This is a film that I really enjoyed the concept of, but on screen it left me wanting more. The idea that there could be people that anything they read came to life is intriguing. I imagine there would be all kinds of legal and copyright issues if you brought to life all of the things I imagined, the movie does not touch enough of that though.
Inkheart is the story of Mo (Brendan Fraser). He finds that he can bring to life anything that he reads from a book, and one day ends up having his wife (Sienna Guillory) disappear. Turns out she got sucked into one of the books he was reading from called Inkheart and Mo, along with his daughter (Eliza Bennett) and aunt (Helen Mirren) must try to find another copy of the book in order to free his wife. Helping them is another character ripped out of the pages of Inkheart, Dustfinger (Paul Bettany). While they hope to free Mo’s wife, the villain of Inkheart, Capricorn (Andy Serkis), has also been sent to our world and does not want to go back to the world where he always loses. He has found every copy of Inkheart he can and destroyed them to prevent Mo from potentially sending him back inside Inkheart as he tries to save his wife. Mo has one last idea, to go and find the original author of the book (Jim Broadbent) and hope that he has a manuscript hidden on him somewhere. Can Mo find his wife and send Capricorn back where he came from before he is able to destroy our world?
Like I said, I enjoyed the premise of Inkheart, there just felt like there was something missing. There are some cool shout outs to famous books like The Wizard of Oz, but I felt like there should have been more. If I had the power to make anything I read come to life, I would be going to all of my favourites and bringing them out. There is not enough of that here. I understand the copyright issues of having references to all of these books, but I would have preferred to see more of my favourite literary characters being brought to life, rather than focusing so much on Inkheart, a book that nobody can read. Brendan Fraser is fine as the lead, he is charismatic and endearing enough that you care what happens to him and want him to find his wife again. Helen Mirren is also fun as their snarky aunt.
Inkheart is an average film, that does not fully utilise a really interesting premise.
The premise of Inkheart is an interesting one for any avid reader, such as myself. This is the story of a girl and her father, who share a special gift– when they read aloud, the characters come out of the books and into the real world. The movie is based on a book (naturally), and though I’ve never read it I have to wonder: did something get lost in translation from the page to the screen?

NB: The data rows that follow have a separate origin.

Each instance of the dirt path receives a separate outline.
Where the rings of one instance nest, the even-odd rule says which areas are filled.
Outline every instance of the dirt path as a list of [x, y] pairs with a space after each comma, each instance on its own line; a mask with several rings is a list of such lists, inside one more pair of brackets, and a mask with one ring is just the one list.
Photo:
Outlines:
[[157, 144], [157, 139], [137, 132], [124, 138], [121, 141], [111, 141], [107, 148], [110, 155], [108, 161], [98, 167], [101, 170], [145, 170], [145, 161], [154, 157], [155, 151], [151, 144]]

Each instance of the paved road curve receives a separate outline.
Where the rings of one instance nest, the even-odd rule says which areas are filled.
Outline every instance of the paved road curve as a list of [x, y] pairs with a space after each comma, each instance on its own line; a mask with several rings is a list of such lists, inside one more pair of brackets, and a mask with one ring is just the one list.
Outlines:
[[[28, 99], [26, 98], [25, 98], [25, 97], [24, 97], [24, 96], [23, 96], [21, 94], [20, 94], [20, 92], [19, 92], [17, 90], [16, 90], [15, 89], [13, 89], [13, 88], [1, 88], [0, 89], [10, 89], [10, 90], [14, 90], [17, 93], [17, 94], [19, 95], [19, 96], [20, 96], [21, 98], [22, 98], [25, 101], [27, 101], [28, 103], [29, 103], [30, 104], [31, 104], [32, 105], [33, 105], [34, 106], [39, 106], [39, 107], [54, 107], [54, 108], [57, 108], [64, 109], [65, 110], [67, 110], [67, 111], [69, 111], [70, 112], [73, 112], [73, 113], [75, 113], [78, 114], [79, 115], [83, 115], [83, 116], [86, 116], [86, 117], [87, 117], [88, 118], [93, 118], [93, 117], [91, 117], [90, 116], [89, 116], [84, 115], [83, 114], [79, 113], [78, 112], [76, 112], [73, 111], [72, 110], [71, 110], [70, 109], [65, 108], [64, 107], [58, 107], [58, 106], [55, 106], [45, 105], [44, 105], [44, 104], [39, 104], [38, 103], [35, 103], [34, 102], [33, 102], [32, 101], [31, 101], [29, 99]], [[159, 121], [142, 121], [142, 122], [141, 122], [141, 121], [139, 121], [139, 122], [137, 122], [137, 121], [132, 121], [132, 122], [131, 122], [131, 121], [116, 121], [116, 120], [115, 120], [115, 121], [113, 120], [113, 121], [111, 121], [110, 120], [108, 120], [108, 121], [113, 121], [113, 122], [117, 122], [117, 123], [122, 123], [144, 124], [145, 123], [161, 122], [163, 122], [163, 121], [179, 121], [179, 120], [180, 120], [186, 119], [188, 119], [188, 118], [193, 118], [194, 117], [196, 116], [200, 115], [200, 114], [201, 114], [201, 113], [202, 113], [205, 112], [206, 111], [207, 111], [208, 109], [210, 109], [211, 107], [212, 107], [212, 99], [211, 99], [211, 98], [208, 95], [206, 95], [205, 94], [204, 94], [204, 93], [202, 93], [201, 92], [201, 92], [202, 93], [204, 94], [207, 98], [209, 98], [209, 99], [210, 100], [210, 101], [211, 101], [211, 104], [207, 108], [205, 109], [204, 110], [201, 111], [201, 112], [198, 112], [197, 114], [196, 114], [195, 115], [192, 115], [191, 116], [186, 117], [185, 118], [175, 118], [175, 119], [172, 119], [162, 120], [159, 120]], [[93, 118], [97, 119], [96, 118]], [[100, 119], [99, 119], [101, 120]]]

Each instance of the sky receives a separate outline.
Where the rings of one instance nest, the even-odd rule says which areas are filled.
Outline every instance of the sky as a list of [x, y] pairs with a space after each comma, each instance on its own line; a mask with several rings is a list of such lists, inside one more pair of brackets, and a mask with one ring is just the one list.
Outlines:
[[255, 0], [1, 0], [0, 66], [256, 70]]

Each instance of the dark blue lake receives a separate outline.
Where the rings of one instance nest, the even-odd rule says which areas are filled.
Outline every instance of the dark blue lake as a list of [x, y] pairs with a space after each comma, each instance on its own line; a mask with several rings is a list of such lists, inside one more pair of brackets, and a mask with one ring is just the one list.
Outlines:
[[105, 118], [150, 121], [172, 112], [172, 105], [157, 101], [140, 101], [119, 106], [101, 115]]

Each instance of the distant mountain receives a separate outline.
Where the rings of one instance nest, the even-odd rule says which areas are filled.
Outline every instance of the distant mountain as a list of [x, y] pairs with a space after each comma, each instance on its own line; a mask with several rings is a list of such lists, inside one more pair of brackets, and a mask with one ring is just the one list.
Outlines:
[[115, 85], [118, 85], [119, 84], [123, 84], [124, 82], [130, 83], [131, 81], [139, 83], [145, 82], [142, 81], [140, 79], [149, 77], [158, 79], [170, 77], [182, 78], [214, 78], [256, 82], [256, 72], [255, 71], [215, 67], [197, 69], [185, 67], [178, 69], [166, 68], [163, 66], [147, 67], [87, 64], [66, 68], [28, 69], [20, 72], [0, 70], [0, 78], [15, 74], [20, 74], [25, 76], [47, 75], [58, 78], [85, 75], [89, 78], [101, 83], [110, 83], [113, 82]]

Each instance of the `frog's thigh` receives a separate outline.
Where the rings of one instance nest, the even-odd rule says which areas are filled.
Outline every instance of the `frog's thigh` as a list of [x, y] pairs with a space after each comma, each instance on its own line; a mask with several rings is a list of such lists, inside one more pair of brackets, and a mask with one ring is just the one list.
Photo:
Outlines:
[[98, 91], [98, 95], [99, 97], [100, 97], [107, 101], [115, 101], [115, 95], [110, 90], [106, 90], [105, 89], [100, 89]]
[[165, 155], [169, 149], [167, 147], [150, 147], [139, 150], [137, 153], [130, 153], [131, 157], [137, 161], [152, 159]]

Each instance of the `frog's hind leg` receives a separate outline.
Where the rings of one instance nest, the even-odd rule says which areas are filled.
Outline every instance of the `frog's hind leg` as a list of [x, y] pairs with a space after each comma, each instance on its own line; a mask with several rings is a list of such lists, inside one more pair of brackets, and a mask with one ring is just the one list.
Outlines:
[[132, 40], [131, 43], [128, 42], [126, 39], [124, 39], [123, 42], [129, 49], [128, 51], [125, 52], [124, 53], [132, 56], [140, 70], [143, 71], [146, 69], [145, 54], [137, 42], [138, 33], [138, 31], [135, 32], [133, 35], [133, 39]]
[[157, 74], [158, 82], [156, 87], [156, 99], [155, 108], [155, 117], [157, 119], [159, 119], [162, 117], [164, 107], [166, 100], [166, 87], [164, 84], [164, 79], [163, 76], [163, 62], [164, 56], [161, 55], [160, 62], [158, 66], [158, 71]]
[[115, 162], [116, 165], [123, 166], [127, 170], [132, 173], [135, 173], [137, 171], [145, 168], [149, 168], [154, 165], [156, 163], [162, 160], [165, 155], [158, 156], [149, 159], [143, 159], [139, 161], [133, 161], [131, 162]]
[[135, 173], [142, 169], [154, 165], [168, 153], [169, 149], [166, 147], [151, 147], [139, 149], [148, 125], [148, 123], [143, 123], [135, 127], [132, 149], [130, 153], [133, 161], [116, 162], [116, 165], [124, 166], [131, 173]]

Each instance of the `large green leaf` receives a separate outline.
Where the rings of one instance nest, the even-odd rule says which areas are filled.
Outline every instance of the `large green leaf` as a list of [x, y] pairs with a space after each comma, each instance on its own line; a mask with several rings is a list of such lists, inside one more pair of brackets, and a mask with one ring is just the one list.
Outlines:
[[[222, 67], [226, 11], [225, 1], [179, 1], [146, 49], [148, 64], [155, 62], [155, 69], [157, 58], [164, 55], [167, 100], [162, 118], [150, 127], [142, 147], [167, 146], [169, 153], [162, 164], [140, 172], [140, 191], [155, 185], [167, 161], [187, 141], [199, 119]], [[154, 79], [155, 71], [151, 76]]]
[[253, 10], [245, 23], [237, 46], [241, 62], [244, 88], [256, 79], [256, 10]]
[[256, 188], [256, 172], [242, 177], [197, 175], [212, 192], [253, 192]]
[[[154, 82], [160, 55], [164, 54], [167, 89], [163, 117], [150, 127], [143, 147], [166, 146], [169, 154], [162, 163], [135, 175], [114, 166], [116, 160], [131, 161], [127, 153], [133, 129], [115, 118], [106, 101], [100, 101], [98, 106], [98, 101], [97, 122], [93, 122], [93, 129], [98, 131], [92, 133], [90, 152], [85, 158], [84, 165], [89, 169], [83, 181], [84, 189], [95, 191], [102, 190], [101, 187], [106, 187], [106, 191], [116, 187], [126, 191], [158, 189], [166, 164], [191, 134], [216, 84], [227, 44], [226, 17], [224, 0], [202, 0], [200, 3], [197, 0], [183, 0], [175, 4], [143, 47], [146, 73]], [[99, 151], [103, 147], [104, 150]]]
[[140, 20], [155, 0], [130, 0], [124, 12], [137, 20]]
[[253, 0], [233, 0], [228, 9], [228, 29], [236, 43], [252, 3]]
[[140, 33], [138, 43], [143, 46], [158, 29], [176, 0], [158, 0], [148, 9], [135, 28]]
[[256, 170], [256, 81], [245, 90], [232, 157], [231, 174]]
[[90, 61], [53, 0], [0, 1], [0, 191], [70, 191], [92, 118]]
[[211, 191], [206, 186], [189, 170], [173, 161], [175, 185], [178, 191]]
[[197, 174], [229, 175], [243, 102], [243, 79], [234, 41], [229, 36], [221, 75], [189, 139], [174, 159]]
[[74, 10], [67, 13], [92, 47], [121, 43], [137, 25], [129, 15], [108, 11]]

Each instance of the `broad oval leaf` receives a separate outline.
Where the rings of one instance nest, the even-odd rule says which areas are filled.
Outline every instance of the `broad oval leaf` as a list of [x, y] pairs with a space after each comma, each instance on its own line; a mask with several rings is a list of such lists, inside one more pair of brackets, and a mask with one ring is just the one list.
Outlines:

It’s not that Inkheart is bad, per se, it just feels like something is missing. The story borrows elements from classic children’s literature (right down to characters, such as the Crocodile from Peter Pan and Toto from The Wizard of Oz), bringing them into the real world with often dangerous results. I don’t mind this mining of public domain stories. It’s charming assembling beloved characters together, and fits the premise of the story well. It also makes me think about which characters I’d read to life if I had this power. (Harry Potter, obviously, but Huckleberry Finn, Peter Rabbit, and some of the creatures from Where the Wild Things Are might be fun.)
Where the problem lies is in the execution of the story. The plot seems muddled, being hard to follow at times and never having a true focus. The book appears to be mostly about the girl, Meggie (Eliza Bennett), and I think if the movie had focused more on her it would have been more concise. As it is, about half the film revolves around Meggie’s father, Mo (Brendan Fraser). This is something that could work in book form, where the author has the luxury of time, but a movie this short needs to be more focused.
Two excellent aspects of Inkheart lie in its acting and special effects. Apparently the book’s author based Mo on Fraser, which doesn’t surprise me. The character just felt like Fraser even before I knew it was indeed written for him. I was also impressed by Bennett, who holds her own against her older and more practiced costars. Helen Mirren also appears as Meggie’s eccentric great-aunt, a role that she is clearly having a lot of fun with. The special effects produced are also great, with the ultimate villain of the movie being particularly well done. The CGI lends a bit of magic to the story, but not quite enough.